In 2018, I wrote in the Croydon Citizen about how the council had extended the market to Sundays but had stopped the weekday traders from moving to seven-day trading. In 2017, the market was moved for ten weeks for resurfacing work which included street art installations costing £1.1 million. What did these changes and new spending bring? In the period 2016-2018, permanent traders fell twenty-one per cent to twenty three, and casual traders fell twenty-four per cent to nineteen. That’s £91,666 of council taxpayers’ money spent per trader lost. I’m reminded again of the nine most terrifying words in the English language. This was after several years of stability in the numbers of traders.
During lockdown we have seen Croydon Council declare de facto bankruptcy, with the issuing of a Section 114 notice, thanks in no small part to unnecessary spending such as we saw in Surrey Street. Now the market has reopened, the number of traders has fallen further to just seventeen permanent traders and eight casual traders. Even prior to lockdown, many things contributed to the fall in traders in the market. New shopping habits, changing work patterns and the changing population of central Croydon are among them. Council decisions to change the character of the street, the character of the market, and move them for ten weeks haven’t helped.

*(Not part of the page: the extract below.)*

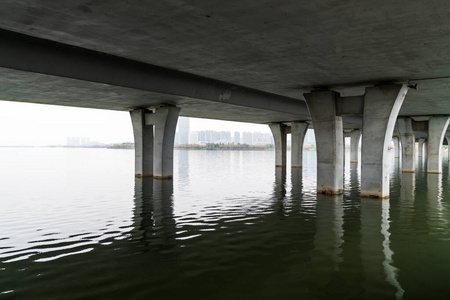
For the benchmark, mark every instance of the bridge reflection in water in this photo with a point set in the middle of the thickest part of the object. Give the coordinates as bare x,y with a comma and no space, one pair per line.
284,242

Now as businesses are struggling post lockdown, to add insult to injury and to help recover their disastrous financial position, Croydon Council are increasing the daily licence fees for traders by thirty per cent! No doubt the redevelopment of the market was done with the best intentions, by people who felt that the improvements would (naturally) improve things. I’m sure that those who commissioned the changes truly felt that painted stairs and a boy on a wall art installation would make people buy more fruit and veg. Success, however, is achieved by doing good, not feeling good. The best way for politicians and government or council officials to help is to sit on their hands and let the traders of the market or entrepreneurs of the town generally make their own decisions. Surrey Street market has existed for over seven hundred years. Let’s hope that it can stay free from government help and trade for at least seven hundred more.